Um drei Uhr morgens traf, dem dringenden Ruf von Sergeant Wilson aus Birlstone folgend, ein leichter, von einem schweißnassen Traber gezogener Einspänner vom Hauptquartier her am Schauplatz ein, und mit ihm der oberste Kriminalbeamte der Grafschaft Sussex. Mit dem ersten Frühzug um 5.40 Uhr schickte er eine Nachricht an Scotland Yard, und um 12 Uhr mittags stand er auf dem Bahnhof von Birlstone, um uns in Empfang zu nehmen. Mr White Mason war ein ruhiger, gemütlich aussehender Mann in einem etwas zu weiten Tweedanzug, mit glattrasiertem, rötlichem Gesicht, korpulenter Statur und mächtigen, mit Gamaschen bekleideten O-Beinen. Er wirkte eher wie ein kleiner Farmer oder ein pensionierter Wildhüter oder dergleichen, aber keineswegs wie einer der fähigsten Kriminalpolizisten, die die Grafschaft aufzuweisen hatte.
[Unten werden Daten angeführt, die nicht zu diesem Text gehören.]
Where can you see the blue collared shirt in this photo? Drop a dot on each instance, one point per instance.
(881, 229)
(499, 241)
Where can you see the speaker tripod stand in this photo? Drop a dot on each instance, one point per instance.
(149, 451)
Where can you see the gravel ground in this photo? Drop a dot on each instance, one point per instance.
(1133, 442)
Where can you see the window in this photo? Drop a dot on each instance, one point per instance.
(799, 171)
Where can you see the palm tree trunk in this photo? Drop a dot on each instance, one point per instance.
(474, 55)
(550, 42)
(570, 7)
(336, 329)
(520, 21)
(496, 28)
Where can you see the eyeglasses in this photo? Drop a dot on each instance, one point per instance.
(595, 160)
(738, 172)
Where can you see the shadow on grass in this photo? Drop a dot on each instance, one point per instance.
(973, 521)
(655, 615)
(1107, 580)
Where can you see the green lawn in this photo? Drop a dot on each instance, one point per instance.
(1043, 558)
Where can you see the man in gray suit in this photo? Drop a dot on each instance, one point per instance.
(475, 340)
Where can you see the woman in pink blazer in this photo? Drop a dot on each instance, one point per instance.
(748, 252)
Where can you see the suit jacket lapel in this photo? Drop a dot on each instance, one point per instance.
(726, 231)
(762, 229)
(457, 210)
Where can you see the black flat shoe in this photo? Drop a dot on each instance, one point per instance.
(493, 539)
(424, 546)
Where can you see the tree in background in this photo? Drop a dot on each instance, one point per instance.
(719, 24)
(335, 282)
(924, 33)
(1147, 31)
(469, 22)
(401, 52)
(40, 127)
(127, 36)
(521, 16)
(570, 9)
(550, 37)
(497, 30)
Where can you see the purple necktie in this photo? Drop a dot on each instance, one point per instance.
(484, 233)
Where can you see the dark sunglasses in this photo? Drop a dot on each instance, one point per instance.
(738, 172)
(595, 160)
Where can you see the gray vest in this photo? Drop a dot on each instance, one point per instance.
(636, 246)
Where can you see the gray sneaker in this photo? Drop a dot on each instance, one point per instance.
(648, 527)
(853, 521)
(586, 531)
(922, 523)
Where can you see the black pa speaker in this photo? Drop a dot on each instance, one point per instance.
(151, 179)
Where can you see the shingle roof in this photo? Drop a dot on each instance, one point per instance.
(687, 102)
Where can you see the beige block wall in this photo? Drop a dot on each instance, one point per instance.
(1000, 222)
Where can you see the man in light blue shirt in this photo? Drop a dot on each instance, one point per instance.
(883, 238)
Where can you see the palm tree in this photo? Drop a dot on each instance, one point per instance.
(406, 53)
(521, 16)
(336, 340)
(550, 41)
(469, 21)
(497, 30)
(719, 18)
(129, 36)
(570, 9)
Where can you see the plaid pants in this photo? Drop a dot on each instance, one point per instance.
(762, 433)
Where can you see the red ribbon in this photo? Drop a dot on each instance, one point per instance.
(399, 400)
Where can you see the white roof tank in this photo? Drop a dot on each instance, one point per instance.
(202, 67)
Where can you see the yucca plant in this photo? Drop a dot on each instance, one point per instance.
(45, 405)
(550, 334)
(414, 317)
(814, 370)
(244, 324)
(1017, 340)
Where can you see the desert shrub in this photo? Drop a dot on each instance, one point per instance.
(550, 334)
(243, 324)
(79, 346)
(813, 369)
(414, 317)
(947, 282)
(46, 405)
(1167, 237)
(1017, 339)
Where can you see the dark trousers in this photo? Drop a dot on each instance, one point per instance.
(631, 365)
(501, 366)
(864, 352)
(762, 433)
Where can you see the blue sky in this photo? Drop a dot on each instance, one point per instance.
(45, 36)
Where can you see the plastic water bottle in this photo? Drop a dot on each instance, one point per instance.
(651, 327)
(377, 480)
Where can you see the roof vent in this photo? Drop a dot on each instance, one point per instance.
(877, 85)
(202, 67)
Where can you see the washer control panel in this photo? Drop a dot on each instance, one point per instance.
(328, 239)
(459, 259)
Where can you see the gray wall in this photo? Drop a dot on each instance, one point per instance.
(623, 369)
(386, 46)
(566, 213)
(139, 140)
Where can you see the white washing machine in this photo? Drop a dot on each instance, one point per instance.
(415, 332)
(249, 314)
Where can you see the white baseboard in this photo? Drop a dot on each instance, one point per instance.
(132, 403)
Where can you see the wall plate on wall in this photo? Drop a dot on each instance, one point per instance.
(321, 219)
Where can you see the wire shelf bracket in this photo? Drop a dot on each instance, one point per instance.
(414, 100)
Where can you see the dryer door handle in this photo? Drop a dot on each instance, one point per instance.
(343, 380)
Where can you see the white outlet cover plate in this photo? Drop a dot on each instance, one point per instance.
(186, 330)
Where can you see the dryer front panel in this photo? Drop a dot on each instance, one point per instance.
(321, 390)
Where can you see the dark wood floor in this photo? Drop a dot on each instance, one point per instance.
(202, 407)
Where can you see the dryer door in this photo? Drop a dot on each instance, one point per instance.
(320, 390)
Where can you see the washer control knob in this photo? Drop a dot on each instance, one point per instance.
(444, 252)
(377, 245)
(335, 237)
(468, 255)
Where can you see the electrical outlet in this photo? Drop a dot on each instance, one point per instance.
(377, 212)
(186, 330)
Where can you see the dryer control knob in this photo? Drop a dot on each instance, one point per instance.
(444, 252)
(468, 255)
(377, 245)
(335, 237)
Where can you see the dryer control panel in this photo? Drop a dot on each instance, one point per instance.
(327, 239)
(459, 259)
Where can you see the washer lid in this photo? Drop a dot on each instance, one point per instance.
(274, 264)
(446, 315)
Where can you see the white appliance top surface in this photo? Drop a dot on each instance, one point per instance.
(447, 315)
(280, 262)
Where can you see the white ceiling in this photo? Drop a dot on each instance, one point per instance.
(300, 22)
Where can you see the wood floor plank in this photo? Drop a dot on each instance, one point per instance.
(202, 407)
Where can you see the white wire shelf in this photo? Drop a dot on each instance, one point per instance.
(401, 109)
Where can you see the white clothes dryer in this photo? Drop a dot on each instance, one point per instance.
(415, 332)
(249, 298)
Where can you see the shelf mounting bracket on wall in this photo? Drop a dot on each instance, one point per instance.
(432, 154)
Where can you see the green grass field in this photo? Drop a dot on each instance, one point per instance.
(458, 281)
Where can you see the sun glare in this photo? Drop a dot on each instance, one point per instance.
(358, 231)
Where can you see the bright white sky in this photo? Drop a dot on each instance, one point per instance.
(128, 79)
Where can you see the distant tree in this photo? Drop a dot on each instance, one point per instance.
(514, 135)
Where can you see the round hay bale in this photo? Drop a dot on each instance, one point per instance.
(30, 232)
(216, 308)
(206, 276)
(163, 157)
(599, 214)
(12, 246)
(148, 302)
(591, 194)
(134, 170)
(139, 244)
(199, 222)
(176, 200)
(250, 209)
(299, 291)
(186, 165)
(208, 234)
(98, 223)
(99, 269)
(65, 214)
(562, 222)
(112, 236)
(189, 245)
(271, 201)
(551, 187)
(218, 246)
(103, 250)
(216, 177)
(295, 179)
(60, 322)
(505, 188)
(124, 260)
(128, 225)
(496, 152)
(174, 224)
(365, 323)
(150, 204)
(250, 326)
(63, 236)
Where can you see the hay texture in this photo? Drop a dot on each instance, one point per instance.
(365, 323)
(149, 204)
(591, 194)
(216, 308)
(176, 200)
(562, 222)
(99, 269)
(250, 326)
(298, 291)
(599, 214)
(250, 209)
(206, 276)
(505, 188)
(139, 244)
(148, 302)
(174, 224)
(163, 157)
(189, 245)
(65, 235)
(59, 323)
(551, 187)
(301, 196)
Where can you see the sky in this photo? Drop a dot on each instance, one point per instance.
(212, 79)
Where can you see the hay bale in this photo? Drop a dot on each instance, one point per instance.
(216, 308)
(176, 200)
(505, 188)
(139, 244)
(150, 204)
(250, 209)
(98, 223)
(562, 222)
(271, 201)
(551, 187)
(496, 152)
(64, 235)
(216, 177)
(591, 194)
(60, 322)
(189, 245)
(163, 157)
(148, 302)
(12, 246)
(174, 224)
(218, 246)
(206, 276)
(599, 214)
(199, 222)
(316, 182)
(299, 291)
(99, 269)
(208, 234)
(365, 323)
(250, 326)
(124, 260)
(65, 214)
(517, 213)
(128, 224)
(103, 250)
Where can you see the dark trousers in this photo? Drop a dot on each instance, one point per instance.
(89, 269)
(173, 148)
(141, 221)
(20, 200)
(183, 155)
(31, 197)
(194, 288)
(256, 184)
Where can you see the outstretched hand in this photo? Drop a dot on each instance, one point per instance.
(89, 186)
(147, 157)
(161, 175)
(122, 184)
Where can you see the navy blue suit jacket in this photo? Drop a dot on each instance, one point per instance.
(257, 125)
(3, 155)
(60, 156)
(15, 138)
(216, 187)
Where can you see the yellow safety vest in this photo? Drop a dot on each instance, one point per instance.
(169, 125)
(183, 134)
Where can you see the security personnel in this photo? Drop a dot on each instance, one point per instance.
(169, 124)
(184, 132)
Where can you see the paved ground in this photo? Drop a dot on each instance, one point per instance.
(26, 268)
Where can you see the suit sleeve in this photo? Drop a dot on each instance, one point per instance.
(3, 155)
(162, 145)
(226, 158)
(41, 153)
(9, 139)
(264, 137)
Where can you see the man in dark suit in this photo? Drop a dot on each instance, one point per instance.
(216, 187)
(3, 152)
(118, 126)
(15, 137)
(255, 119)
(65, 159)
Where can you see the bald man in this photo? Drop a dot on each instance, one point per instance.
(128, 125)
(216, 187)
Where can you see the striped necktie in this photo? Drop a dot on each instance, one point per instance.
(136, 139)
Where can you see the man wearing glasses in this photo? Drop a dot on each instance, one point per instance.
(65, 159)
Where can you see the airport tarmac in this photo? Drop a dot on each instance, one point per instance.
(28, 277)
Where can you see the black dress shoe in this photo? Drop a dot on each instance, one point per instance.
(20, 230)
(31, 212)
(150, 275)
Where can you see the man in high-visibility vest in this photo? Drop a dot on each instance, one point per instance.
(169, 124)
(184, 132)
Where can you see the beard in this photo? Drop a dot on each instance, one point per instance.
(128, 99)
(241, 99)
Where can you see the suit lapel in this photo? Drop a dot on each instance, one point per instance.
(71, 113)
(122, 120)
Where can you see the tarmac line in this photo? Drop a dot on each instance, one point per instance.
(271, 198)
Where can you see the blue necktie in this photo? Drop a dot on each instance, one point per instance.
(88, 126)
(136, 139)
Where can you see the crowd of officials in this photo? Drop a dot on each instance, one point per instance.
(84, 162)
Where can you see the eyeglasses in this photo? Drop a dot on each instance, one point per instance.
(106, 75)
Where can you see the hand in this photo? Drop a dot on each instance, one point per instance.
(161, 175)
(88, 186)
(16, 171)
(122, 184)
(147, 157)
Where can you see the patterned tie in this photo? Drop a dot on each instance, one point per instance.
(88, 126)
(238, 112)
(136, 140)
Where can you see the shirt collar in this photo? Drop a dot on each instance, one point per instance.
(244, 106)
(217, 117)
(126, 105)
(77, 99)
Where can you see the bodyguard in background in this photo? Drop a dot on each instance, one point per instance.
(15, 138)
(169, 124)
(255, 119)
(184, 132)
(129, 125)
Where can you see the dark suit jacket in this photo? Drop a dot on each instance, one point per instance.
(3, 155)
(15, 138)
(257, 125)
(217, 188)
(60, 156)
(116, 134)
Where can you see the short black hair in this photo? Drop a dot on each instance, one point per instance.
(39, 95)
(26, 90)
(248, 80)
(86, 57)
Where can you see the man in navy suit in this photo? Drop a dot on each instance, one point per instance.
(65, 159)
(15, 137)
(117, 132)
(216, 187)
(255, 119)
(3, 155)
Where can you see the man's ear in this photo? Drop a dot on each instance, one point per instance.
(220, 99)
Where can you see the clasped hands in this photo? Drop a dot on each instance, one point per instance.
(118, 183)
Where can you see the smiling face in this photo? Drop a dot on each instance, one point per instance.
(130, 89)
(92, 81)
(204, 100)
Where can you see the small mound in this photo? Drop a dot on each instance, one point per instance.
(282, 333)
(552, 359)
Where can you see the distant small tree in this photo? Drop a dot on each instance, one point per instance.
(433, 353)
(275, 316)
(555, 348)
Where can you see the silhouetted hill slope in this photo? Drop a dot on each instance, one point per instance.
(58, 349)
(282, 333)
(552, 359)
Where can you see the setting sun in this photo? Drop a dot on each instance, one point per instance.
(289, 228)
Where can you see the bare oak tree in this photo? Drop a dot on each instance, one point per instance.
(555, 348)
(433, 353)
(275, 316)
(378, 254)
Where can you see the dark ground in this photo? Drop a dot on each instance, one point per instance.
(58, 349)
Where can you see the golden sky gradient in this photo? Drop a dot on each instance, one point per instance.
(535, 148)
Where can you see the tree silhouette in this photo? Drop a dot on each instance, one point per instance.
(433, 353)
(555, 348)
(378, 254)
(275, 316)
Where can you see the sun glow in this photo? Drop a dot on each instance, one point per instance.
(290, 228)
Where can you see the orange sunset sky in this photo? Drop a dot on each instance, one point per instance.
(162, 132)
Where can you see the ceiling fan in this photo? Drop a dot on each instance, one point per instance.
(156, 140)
»Das ist ja wirklich ein Riesending, Mr MacDonald«, wiederholte er mehrfach. »Die Zeitungsmenschen werden sich drauf stürzen wie Fliegen auf ein Stück Aas, sobald sie davon erfahren. Ich hoffe nur, wir sind mit unserer Arbeit fertig, bevor sie ihre Nasen hier reinstecken und alle Spuren zertrampeln. So einen Fall hatten wir hier noch nie, so weit ich weiß. Ich müsste mich sehr irren, wenn es da nicht einige Punkte gäbe, die Ihre Spezialität sind, Mr Holmes. Und auch Ihre, Dr Watson, denn die Herren Ärzte werden ein gewichtiges Wort mitzureden haben, bevor alles geklärt ist. Ich habe Sie übrigens im Westville Arms untergebracht. Ein anderes Gasthaus gibt es hier nicht, aber ich habe gehört, es ist sauber und ordentlich. Dieser Mann kümmert sich um Ihr Gepäck. Hier entlang, Gentlemen, wenn ich bitten darf.«

Ein kompetenter und umgänglicher Mann war er, dieser Inspektor aus Sussex. Zehn Minuten später hatten wir unser Quartier bezogen, und weitere zehn Minuten später saßen wir im Privatsalon des Gasthauses beisammen und bekamen eine knappe Schilderung der Ereignisse serviert, so wie ich sie im vorigen Kapitel in groben Zügen beschrieben habe. MacDonald machte sich gelegentlich eine Notiz, während Holmes ruhig und konzentriert dasaß. Sein Gesicht drückte Faszination und andächtige Bewunderung aus, wie das eines Botanikers angesichts einer seltenen und kostbaren Blüte.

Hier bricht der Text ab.